This first week of the year, people are wondering what to expect in the matter of fuel prices. Will the pump prices in gasoline stations start rising now as the government starts collecting a new tax increase of P2.24 per liter? Or will the companies defer charging the higher rates until about 15 to 30 days from now, when their old stocks run out?
Last year when inflation rates started rising to their highest levels in years – it was felt by the public in the form of zooming market prices – the government blamed it on rising global fuel prices. It could not be denied, however, that the new government tariff on fuel imports – P2 per liter – was a major factor. These two factors combined with price manipulation in the markets to make 2018 a very difficult year for Filipino housewives with limited incomes.
As inflation hit a high of 6.7 percent in September, the government thought of postponing the collection of the next year’s fuel tax of P2 per liter. But then world prices started subsiding after September and local pump prices also started going down. And so the government decided to go on with collecting the P2 tax for 2019.
The government warned local oil companies, however, that they should not immediately raise their pump prices; they should wait until their present inventories are exhausted in 15 to 30 days.
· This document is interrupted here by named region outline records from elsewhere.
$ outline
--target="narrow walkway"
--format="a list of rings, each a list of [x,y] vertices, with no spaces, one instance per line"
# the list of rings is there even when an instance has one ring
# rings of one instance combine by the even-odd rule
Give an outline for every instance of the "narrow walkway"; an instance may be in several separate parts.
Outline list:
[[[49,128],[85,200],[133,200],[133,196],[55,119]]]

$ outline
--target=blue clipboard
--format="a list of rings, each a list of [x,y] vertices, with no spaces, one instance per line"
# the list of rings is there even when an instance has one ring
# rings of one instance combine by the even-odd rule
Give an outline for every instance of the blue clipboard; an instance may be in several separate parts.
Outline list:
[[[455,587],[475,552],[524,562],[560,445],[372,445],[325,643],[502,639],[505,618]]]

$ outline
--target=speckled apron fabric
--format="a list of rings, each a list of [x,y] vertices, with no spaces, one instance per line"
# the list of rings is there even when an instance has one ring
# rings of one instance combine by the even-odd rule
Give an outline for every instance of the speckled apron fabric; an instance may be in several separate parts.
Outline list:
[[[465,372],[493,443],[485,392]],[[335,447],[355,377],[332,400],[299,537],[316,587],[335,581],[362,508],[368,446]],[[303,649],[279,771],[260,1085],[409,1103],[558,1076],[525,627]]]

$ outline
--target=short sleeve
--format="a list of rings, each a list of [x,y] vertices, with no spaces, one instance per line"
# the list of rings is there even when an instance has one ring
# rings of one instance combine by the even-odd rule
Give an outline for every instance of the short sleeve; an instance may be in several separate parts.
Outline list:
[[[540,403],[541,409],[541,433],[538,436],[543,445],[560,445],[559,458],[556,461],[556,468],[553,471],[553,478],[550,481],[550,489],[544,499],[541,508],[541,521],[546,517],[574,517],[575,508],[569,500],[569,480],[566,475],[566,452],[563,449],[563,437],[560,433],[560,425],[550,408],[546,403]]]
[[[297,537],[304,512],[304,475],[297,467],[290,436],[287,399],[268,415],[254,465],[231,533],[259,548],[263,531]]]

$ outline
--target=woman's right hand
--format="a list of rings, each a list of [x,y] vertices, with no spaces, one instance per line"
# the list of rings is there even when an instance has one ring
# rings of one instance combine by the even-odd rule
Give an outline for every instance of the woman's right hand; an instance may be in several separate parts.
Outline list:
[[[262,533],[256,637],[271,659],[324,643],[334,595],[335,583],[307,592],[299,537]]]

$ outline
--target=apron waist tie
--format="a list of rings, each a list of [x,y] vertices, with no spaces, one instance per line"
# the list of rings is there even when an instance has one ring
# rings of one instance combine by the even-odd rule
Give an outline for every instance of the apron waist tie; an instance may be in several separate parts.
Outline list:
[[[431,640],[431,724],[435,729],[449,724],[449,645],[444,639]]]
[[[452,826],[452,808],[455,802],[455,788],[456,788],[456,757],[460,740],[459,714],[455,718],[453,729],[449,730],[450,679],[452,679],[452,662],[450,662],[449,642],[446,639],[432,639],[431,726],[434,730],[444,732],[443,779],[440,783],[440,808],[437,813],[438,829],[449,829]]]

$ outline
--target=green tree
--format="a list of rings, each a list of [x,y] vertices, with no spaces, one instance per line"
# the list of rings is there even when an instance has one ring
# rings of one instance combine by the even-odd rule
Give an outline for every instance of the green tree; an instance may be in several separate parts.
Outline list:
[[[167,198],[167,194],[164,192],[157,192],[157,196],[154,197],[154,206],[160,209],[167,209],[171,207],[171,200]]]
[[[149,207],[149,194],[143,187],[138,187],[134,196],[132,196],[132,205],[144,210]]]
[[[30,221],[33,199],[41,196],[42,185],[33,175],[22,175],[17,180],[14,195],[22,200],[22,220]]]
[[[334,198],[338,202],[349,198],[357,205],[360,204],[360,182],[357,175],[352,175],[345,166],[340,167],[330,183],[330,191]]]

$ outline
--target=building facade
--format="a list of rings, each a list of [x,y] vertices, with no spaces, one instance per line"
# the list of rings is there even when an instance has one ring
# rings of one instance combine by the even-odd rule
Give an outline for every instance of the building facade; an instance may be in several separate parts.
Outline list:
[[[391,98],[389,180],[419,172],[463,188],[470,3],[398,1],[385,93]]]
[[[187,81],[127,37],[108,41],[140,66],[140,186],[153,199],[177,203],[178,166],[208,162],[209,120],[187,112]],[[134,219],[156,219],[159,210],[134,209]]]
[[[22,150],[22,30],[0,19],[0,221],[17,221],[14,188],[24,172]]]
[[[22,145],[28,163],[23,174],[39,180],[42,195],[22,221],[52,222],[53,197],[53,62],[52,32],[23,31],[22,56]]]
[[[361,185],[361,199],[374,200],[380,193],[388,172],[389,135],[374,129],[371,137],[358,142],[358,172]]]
The new importations of diesel, gasoline, kerosene, and other petroleum products are now being charged P2 tariff plus 24 centavos in Value-Added Tax (VAT). Any time now, the oil companies will announce their old stocks have been depleted and they must now add P2.24 per liter to their usual prices.
Government officials can only warn against “premature price increases” but in 15 to 30 days, the price increases will be a natural result of the additional tax of P2.24 per liter of fuel.
The government needs funds for its own operations as well as for projects such as new roads and bridges, new airports and seaports, new public buildings, etc. – which is why it needs to collect taxes from business operations. corporate and income taxes, and a host of other sources of government income. The TRAIN law imposed a new tariff on fuel where there was none before, and this became a new burden on the people in the form of higher food and other market prices.
We can only hope that this year’s market prices increases will not skyrocket the way they did in 2018. Our officials should also be sensitive to events in the world and local markets as they affect local prices and act promptly as needed if these prices go out of hand.